A contribuição assistencial é uma taxa decidida em assembleia e fixada em convenção coletiva. É descontada mensalmente na folha de todos os trabalhadores formalmente representados, sindicalizados ou não. Foi criada para financiar campanhas salariais e está prevista na Consolidação das Leis do Trabalho (CLT), mas em muitos casos acaba sendo usada em carta de próprio punho à entidade.

As outras fontes relevantes de receita são o imposto sindical (desconto anual de um dia de trabalho, depois dividido com federação, confederação, central e governo) e a contribuição associativa, uma mensalidade paga voluntariamente por filiados.

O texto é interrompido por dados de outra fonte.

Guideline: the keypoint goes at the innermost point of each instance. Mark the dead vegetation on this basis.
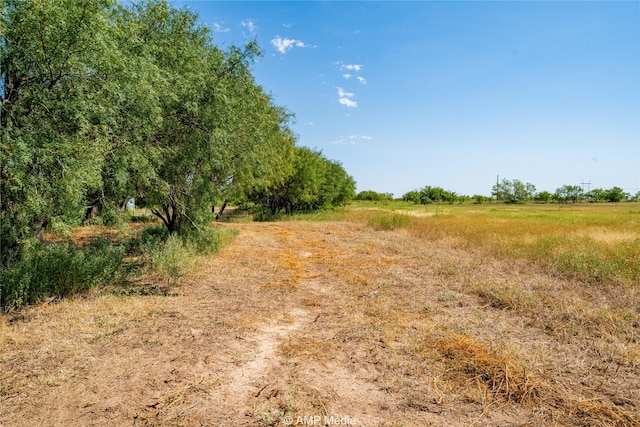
(338, 319)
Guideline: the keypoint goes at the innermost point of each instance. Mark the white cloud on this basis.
(285, 44)
(343, 94)
(354, 67)
(348, 102)
(345, 98)
(218, 28)
(250, 25)
(352, 139)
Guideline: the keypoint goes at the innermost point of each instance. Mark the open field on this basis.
(380, 315)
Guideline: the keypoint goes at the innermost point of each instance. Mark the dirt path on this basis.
(303, 323)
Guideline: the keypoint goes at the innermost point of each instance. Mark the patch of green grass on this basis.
(389, 221)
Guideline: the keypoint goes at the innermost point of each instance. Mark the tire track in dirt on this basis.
(292, 368)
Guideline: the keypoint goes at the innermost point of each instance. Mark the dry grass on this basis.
(413, 324)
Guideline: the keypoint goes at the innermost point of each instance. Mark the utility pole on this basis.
(588, 184)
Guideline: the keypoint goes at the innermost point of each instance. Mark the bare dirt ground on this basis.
(317, 323)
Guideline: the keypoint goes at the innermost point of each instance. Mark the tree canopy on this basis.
(100, 102)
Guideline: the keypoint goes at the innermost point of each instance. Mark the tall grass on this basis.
(598, 243)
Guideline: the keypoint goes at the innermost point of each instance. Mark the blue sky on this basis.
(452, 94)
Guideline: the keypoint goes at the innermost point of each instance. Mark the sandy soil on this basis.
(305, 323)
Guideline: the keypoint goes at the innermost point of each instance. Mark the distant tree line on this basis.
(515, 191)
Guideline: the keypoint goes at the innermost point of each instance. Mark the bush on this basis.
(59, 270)
(170, 255)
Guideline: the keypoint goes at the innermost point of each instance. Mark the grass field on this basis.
(382, 314)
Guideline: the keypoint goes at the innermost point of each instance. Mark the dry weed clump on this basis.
(471, 362)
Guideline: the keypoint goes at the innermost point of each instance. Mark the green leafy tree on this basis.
(543, 197)
(54, 123)
(513, 191)
(412, 196)
(314, 183)
(596, 195)
(373, 196)
(220, 135)
(436, 195)
(615, 194)
(568, 193)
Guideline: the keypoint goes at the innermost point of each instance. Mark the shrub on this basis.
(389, 222)
(59, 270)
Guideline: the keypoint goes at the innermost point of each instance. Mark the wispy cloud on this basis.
(343, 94)
(284, 44)
(353, 139)
(344, 98)
(353, 67)
(250, 25)
(348, 102)
(218, 28)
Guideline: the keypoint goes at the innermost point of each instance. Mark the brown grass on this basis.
(389, 326)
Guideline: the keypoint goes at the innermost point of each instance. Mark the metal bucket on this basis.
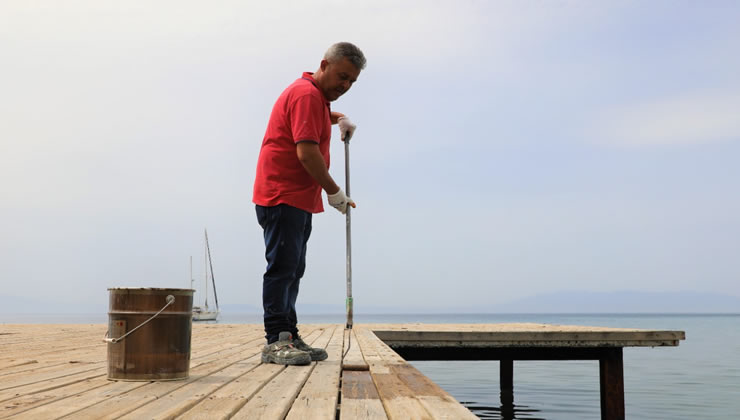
(149, 333)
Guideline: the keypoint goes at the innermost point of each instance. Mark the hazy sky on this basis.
(504, 148)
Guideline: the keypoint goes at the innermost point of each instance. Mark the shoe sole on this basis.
(302, 360)
(318, 358)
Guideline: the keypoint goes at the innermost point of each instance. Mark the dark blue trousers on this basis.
(286, 230)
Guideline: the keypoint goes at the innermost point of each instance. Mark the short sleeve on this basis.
(307, 119)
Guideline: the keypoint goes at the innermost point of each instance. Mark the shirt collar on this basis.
(309, 76)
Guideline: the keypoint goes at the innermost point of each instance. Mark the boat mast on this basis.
(192, 280)
(205, 266)
(210, 263)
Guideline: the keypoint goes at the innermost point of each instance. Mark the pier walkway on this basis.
(60, 371)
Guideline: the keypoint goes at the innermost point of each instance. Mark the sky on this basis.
(504, 149)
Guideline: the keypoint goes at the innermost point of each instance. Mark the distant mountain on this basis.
(24, 305)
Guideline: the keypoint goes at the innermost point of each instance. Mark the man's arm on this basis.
(335, 116)
(311, 159)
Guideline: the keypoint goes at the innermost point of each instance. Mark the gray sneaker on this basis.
(317, 354)
(283, 352)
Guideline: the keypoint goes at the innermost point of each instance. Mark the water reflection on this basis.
(503, 412)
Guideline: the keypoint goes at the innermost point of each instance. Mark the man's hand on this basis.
(339, 201)
(346, 128)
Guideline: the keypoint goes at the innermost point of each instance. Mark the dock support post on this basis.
(506, 381)
(611, 376)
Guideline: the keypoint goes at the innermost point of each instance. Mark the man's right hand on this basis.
(339, 201)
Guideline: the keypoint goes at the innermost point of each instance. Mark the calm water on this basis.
(699, 379)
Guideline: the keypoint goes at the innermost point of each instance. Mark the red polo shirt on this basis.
(301, 113)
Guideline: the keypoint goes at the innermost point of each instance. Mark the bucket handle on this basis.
(170, 300)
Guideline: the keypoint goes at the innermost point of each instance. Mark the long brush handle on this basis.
(349, 236)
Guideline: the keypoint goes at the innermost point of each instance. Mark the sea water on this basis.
(699, 379)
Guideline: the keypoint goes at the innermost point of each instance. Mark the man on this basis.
(292, 169)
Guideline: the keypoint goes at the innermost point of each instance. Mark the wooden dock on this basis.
(60, 371)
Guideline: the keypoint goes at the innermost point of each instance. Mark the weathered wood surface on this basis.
(60, 371)
(520, 335)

Em sindicatos com razoável participação de filiados, a contribuição assistencial representa algo entre 20% e 25% das receitas, estima o presidente da Central Única dos Trabalhadores (CUT), Vagner Freitas. A importância aumenta em entidades com poucos sindicalizados -realidade da maioria dos sindicatos do país. Juruna calcula que no caso dos Metalúrgicos de São Paulo, a contribuição assistencial represente cerca de 90% das receitas totais.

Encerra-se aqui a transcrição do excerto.